文学・芸術・哲学・思想の読書&鑑賞日記が中心ですが、雑食系なのでいろいろ取り上げてます。猫もいるよ♡

切れ痔と狂言

サイボーグ00萬

 八時起床。目覚めても部屋の空気の冷たさを感じないのは、いつもよりおそい朝だからか、それとも外気が暖かなのか。窓を開ける。冷えた風は吹き込まない。空を見上げる。霞んだ青はいつもどおりの冬の空だが、気のせいか昨日より呑気な雰囲気がある。ベランダから見える、庇と向かいの家の屋根とに天地を切り取られた狭い空に、小さな、しかし妙に形のはっきりとした、ソフトクリームを横倒しにしたような雲が、ゆるやかに南から北へと流れていくのが見えた。
 午前中は、ちょっとだけ仕事。それからアニメ『あたしンち』。見終わったあとに排便。紙で尻を拭いたら、真っ赤に染まっていた。そう言えば、便が出るときに少し痛んだ。便座から立ち上がり、便器の中を見る。おそらく最初に出てきた部分だろう、一番下になっている便の、先端が5センチほど赤黒く染まっている。水面には、血だ。血が溜まり、水に溶けずにぷかぷかと浮いている。ふたたびしゃがみ、念入りにウォシュレットし、尻を拭き、トイレを出た。痔である。まいった。あわてて午後から診察してくれる肛門科を探す。西荻にひとつ見つけた。昼食後、尻をかばいながら自転車でそこに向かう。すぐに診てもらえた。下半身だけ脱ぎ、もちろんパンツも脱ぎ、診察用ベッドに横臥した。この病院ではM字開脚状態で肩倒立するような、あの屈辱的なポーズをとる必要はないらしい。肛門にゼリーだかワセリンだかを塗られ、何か二度ほど挿入された。肛門の深いところ、腸の浅いところがかき混ぜられるような感覚が気持ち悪いが、ハアと息を吐きながら我慢した。脱力私邸内とより痛むのだ。診察結果は、切れ痔である。長時間座りっぱなしの作業で肛門に血がうっ血する。三年前もおなじ診察結果だった。肛門に挿入して使う軟膏を三週間分処方してもらって、家に帰った。

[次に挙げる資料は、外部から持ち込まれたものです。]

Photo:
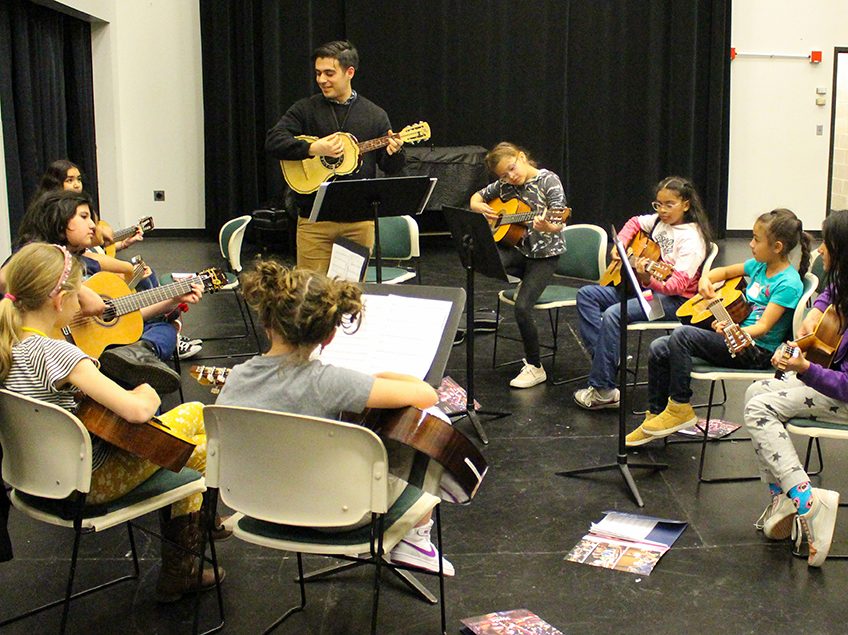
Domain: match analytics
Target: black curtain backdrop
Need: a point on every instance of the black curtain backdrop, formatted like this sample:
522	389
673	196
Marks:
612	95
46	98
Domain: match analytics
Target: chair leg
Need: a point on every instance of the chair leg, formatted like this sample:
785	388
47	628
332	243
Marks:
207	520
705	439
378	560
441	569
808	456
294	609
497	330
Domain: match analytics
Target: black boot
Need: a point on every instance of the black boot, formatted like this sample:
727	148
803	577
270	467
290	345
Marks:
136	364
178	575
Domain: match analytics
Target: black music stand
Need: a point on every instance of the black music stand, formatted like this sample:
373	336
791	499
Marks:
456	297
353	200
473	239
628	278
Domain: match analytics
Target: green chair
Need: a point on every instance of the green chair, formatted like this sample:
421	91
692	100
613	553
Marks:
230	240
701	369
584	259
398	244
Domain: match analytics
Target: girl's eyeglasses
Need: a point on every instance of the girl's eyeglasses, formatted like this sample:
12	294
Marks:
666	206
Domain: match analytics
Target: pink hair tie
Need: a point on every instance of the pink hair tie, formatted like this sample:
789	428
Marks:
66	270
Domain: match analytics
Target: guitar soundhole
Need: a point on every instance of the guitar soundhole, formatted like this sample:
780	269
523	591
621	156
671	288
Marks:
331	163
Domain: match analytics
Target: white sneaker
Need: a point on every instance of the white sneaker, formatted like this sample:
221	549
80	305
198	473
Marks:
591	398
191	340
776	520
186	349
417	550
818	525
529	376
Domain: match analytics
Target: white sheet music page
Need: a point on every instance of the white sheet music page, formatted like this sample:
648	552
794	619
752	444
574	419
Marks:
398	334
345	264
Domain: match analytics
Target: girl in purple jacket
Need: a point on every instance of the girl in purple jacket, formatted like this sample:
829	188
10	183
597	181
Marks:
810	391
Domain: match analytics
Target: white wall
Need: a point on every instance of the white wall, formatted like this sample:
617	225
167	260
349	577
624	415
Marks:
148	109
776	158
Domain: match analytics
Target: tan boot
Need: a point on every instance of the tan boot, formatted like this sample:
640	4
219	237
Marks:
638	436
178	575
676	416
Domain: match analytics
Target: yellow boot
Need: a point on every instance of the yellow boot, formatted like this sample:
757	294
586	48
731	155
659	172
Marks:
676	416
638	436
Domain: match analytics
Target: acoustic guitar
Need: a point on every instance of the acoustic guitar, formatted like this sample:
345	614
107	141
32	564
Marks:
121	322
144	224
641	246
304	177
464	465
509	229
152	440
729	305
819	347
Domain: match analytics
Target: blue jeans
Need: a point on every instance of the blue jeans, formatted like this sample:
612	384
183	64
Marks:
599	310
162	336
535	274
671	362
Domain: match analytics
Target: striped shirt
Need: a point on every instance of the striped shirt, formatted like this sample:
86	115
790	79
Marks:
39	364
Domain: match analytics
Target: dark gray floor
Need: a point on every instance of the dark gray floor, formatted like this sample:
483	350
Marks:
508	546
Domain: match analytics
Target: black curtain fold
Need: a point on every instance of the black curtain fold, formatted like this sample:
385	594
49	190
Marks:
46	98
612	95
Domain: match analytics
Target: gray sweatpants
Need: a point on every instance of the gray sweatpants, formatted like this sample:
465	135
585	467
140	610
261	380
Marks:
769	404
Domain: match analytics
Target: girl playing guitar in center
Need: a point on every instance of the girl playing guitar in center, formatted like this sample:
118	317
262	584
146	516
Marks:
682	231
773	294
301	310
813	391
534	258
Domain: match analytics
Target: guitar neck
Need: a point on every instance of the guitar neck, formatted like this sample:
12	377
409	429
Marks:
523	217
126	232
136	301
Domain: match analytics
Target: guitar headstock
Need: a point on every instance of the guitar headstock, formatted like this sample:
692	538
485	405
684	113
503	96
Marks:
215	376
213	279
736	339
415	132
145	224
660	270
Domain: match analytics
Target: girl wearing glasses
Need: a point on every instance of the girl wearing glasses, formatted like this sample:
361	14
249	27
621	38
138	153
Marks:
681	229
534	258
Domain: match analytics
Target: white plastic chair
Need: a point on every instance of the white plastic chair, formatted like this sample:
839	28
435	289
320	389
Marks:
584	259
47	461
703	370
287	475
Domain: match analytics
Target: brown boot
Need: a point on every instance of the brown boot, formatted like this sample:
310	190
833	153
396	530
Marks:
178	575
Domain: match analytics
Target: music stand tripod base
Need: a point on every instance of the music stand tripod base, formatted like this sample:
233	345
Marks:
628	277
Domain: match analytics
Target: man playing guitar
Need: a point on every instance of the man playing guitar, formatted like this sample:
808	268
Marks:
338	108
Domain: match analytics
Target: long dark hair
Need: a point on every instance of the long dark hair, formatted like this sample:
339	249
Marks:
835	236
685	189
47	218
782	224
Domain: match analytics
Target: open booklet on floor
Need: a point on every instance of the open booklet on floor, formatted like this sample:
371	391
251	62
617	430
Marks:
516	622
627	542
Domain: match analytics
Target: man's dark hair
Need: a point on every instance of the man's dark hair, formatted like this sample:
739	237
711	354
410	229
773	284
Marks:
342	50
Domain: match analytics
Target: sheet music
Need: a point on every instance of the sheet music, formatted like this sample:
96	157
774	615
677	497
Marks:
398	334
345	263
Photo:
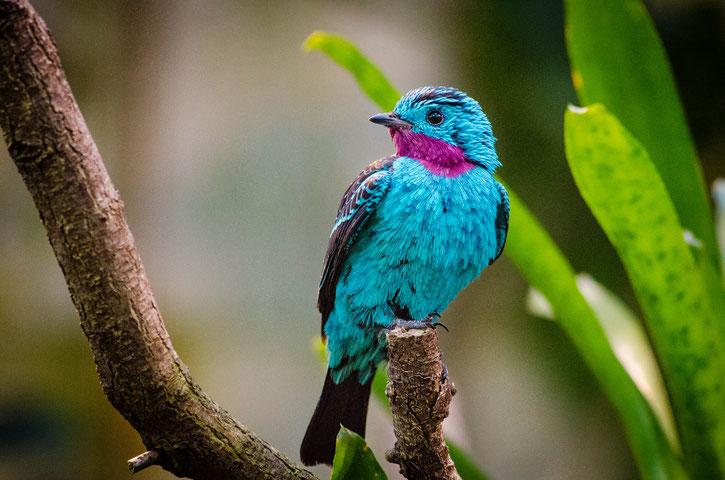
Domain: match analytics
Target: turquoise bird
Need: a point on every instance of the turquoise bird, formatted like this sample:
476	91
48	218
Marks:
412	230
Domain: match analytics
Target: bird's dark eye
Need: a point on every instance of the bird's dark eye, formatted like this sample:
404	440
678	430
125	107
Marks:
434	117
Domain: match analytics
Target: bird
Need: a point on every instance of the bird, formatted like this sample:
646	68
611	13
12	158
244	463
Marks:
412	230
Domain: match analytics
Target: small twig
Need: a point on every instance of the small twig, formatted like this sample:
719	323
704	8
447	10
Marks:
420	394
146	459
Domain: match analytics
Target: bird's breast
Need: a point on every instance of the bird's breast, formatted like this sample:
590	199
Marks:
439	223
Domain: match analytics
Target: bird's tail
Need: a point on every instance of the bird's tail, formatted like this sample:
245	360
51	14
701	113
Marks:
343	404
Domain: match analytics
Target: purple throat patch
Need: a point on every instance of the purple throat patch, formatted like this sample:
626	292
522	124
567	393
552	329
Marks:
438	157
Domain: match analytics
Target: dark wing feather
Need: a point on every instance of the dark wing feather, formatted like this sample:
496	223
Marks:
502	221
357	206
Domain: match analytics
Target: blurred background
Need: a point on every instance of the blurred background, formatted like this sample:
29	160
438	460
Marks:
231	148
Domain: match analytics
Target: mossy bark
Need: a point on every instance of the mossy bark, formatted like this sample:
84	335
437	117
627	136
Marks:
419	392
83	214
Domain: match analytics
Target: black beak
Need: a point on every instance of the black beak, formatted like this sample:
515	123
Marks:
391	120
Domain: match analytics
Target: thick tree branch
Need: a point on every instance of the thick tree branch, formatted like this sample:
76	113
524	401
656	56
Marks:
139	370
419	393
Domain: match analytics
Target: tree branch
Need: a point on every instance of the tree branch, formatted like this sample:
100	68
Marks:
139	370
419	393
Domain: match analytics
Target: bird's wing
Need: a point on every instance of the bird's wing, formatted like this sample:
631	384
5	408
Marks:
502	221
357	206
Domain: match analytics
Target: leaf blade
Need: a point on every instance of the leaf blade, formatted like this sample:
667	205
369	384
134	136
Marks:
345	54
353	459
618	60
625	193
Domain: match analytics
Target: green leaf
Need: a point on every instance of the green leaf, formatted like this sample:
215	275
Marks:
464	465
633	349
546	269
373	83
617	59
627	196
718	195
544	266
353	458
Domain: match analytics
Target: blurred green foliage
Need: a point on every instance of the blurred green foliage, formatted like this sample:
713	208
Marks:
231	149
353	459
617	59
624	190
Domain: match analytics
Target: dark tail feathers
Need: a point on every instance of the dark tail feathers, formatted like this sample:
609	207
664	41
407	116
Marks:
345	403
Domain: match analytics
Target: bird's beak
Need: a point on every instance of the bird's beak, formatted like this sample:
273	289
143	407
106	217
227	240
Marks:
391	120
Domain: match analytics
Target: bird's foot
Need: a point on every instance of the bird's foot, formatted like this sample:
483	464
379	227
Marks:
431	321
428	322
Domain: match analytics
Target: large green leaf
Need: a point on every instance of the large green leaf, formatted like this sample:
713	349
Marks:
353	459
546	269
627	196
629	342
544	266
617	59
373	83
464	465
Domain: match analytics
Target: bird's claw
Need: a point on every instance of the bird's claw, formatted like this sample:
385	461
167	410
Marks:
428	322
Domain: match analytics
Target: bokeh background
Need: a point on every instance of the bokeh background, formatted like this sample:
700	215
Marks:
231	148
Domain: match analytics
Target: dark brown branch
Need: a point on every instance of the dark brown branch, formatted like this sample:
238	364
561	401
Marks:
145	460
420	394
139	370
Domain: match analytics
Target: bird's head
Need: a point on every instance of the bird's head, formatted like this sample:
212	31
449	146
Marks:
442	127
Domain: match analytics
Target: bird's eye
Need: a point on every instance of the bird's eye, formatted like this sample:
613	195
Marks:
434	117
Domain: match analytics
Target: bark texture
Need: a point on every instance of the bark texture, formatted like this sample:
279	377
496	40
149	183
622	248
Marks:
140	372
419	393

 十五時、外出。三鷹へ向かい、公会堂で「東西狂言の会」を観る。関東は野村万作・萬斎、関西は茂山千作・千五郎が、競演する。実は狂言ははじめてであるが、要するに昔のコントである。ただ伝統が長い分、形式が美的なレベルまで高められている。芸も磨きに磨かれている。躰の動き、台詞回し、間の取り方に無駄も不足もない。感心していると、笑える瞬間が訪れる。笑う。笑いながら、感心する。感心して、笑う。その連続だ。番組(演目)は三曲(狂言ではネタを一曲二曲と数える)。野村万作による「柑子」は、駄洒落ネタだ。短いが、高尚。古典を心得ていないと笑えないから、教養のないボクには予習が必要だ。茂山千作・千五郎による「月見座頭」。満月の夜、月見の替わりに虫の音を楽しむ座頭と上京の男が意気投合し酒宴となるが、別れたあと、上京の男は別人を装い、座頭をいじめる。いささか後味の悪い話だが、中盤の盛り上がりは笑いの連続だ。座頭、視覚障害者をいじめるというのは、松岡正剛流に言えば、欠陥のある弱者を差別すると同時に神聖視もする、いや健常者より欠けている部分があるがゆえに、一歩神に近い位置に彼らがいるという畏怖のごとき感情や考えが芽生え、それが逆転し差別につながってゆく、ということか。虫の音に風雅を感じる座頭は、確かに両目の見える上京者より、一歩自然に、さらに言えば神に、近づいている。それは無意識な嫉妬と羨望の対象となるのだ。弱者にこそ、力がある。それをこんな意外な場所で実感できた。そしてトリは我らが狂言サイボーグ、「にほんごであそぼ」でもおなじみ野村萬斎による「首引」。鎮西八郎為朝なる武将が印南野で鬼と出会う。鬼の娘のニンゲンの食い初めにされそうになるが、力比べで負けたら食われると申し出、なんやかんやなんとかその難を逃れる、という他愛もない話だが、鬼の親子の情愛に満ち過ぎた会話と鬼の娘のウブな感覚、そして鬼の下っ端の我のない間抜けなまでの従順ぶりは、まさに上流階級の馬鹿親馬鹿子の象徴。ニンゲン以上にニンゲン臭くて、爆笑である。現在でもマンガやコメディは上流階級への批判精神に満ちていることが多いけど、当時もいっしょだったんだろうなあ。
 吉祥寺に寄って「カルディ」や「ロヂャース」などで買い物し、西荻のインド料理店「ガネーシャ・ガル」でカレーを食べてから帰宅。
 
 遠藤周作『海と毒薬』。物語は、米兵の人体実験にかかわった者たちによる手記へと移る。人体実験そのものの様子をまともに描かないところに、作為が満ちている。いろんな視点で、いろんなことを書きたい。若き遠藤周作には、そんな思いがいっぱいだったんだろうなあ。さすが、「違いがわかる男」。ダバダ〜(これがわかるひとは、おそらく三十代半ば以上ですね)。